Jika Anda mengalami gangguan stres pascatrauma (PTSD) dan sulit tidur, Anda mungkin mengalami apnea tidur - pernapasan pendek atau jeda singkat saat Anda bernapas saat tidur. Sleep apnea dan PTSD sering terjadi bersamaan.
Seberapa umum itu untuk memiliki sleep apnea dan PTSD? Banyak orang dengan diagnosis PTSD mengalami masalah tidur. Bahkan, kesulitan jatuh dan / atau tetap tertidur adalah salah satu gejala hyperarousal PTSD .
Bahkan, penelitian klinis baru-baru ini mengamati masalah tidur di antara para prajurit yang kembali dari pertempuran dan didiagnosis dengan PTSD: Hampir dua pertiga mengalami gangguan tidur.
Apa itu Sleep Apnea?
Jika Anda mengalami sleep apnea, Anda mungkin sering mengalami satu atau lebih jeda singkat (beberapa detik hingga menit) di napas Anda atau bernapas dangkal saat tidur.
Pernapasan normal akhirnya mulai lagi; Namun, jeda dapat sangat mengganggu tidur Anda dan juga dapat mencegah Anda untuk tidur nyenyak. Hasil? Tidur yang tidak memuaskan atau menyegarkan.
Anda bisa mengalami sleep apnea tetapi tidak mengetahuinya. Meskipun umum, sering tidak terdiagnosis.

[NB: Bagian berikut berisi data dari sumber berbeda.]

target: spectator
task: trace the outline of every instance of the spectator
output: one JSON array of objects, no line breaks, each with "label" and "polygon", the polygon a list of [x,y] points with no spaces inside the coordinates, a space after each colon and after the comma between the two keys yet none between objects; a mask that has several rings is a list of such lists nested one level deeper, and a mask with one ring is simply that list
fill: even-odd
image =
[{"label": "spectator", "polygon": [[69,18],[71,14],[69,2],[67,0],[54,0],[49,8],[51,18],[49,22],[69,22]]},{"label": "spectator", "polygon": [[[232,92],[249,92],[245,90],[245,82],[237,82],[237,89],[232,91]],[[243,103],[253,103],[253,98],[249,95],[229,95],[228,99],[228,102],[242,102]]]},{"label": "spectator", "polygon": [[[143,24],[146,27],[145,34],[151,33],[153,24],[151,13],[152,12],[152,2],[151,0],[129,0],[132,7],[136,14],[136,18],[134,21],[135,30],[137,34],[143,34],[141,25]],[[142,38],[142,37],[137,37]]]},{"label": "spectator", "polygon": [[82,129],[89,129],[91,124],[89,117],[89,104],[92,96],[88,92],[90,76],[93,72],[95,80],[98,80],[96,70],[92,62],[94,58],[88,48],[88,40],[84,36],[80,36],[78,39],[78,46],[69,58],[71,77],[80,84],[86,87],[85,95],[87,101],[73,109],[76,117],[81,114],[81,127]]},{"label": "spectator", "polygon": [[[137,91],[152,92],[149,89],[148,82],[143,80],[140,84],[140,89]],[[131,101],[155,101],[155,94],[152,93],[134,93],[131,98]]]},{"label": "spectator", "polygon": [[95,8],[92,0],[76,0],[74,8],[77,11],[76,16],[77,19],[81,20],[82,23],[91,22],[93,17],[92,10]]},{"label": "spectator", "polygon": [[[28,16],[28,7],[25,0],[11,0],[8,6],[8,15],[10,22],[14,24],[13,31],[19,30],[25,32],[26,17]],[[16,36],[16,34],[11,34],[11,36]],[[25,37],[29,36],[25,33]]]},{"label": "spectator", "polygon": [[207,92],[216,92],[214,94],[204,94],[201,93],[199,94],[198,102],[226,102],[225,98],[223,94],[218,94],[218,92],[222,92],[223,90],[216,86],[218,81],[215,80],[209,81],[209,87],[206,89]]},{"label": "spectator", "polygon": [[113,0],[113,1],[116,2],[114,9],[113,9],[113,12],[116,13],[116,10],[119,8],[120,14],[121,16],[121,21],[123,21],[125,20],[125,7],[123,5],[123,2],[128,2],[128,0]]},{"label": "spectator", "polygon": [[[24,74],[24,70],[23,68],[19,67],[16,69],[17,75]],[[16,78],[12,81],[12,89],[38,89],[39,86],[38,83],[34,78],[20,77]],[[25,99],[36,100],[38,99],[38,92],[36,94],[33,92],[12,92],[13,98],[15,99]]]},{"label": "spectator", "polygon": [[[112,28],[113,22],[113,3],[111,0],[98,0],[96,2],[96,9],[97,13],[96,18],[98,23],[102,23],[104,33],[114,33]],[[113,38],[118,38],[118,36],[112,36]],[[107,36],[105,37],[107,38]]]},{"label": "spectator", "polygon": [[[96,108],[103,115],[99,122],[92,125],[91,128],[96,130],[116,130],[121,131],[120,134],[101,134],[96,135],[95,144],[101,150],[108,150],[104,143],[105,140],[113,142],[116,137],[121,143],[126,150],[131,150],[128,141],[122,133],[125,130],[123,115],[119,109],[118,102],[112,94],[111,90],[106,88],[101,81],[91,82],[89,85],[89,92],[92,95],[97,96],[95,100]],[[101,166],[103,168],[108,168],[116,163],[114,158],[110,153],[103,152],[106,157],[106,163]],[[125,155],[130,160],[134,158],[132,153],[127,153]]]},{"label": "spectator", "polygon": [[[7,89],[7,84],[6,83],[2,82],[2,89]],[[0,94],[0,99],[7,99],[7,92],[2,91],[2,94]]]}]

Kebanyakan orang tahu mereka memilikinya ketika mitra tidur melihat gejala apnea tidur.
Gejala Sleep Apnea
Tanda-tanda kisah apnea tidur meliputi:
- Mendengkur keras terus menerus
- Tersedak atau terengah-engah untuk udara di malam hari
- Merasa lelah dan mengantuk di siang hari
- Sakit kepala, terutama di pagi hari
- Konsentrasi atau masalah memori
- Tersentak keluar dari tidur di malam hari karena kurangnya udara
Mengapa Sleep Apnea Berkembang?
Sleep apnea memiliki sejumlah penyebab:
- Otot dan lidah tenggorokan Anda mungkin lebih rileks dari biasanya selama tidur, mencegah saluran udara Anda tetap terbuka.
- Lidah dan amandel Anda mungkin besar dibandingkan dengan pembukaan ke saluran napas Anda.
- Kelebihan berat badan atau obesitas meningkatkan risiko Anda untuk tidur apnea, karena Anda dapat mengembangkan dinding saluran napas yang lebih tebal karena jaringan lemak ekstra.
- Bentuk kepala dan leher Anda mungkin berarti Anda memiliki saluran napas yang lebih kecil.
- Penuaan juga dapat meningkatkan risiko Anda untuk apnea tidur.
Sleep apnea juga lebih sering terjadi pada pria daripada wanita dan kelompok ras / etnis minoritas. Ini mungkin juga memiliki dasar genetik. Jika seseorang di keluarga Anda mengalami sleep apnea, Anda berisiko lebih tinggi mengembangkannya.
Sleep apnea juga telah terhubung dengan sejumlah penyakit dan perilaku yang tidak sehat, termasuk diabetes, tekanan darah tinggi, dan merokok.
Sleep Apnea pada Orang dengan PTSD
Para peneliti belum mulai mengeksplorasi mengapa orang-orang dengan PTSD mungkin lebih mungkin mengembangkan apnea tidur. Tetapi diketahui bahwa orang dengan PTSD sering menunjukkan banyak faktor risiko sleep apnea. Mereka mungkin lebih rentan daripada orang tanpa PTSD untuk:
- Memiliki tekanan darah tinggi
- Kelebihan berat badan
- Merokok
- Punya diabetes atau masalah kesehatan fisik lainnya
- Menyalahgunakan alkohol
Mengelola Sleep Apnea dan PTSD Anda
Langkah pertama Anda adalah mencari tahu apakah Anda mengalami sleep apnea. Jika Anda didiagnosis dengan itu, Anda dapat mempelajari lebih lanjut tentang sleep apnea dan perawatannya. Ada juga beberapa hal mudah yang dapat Anda lakukan untuk memperbaiki tidur Anda secara umum.
Baca lebih lanjut tentang cara-cara dasar untuk meningkatkan kualitas tidur Anda sebagai bagian dari pengelolaan PTSD Anda.
Sumber:
Harvey, AG, Jones, C., & Schmidt, DA (2003). Gangguan stres tidur dan pasca trauma: Sebuah ulasan. Ulasan Psikologi Klinis, 23 , 377-407.
Orr, N., Carter, K., Collen, JF, Hoffman, M., Holley, AB, & Lettieri, CJ (2010). Prevalensi gangguan tidur di antara tentara dengan gangguan stres pasca trauma terkait perang. DADA, 138 , 704A.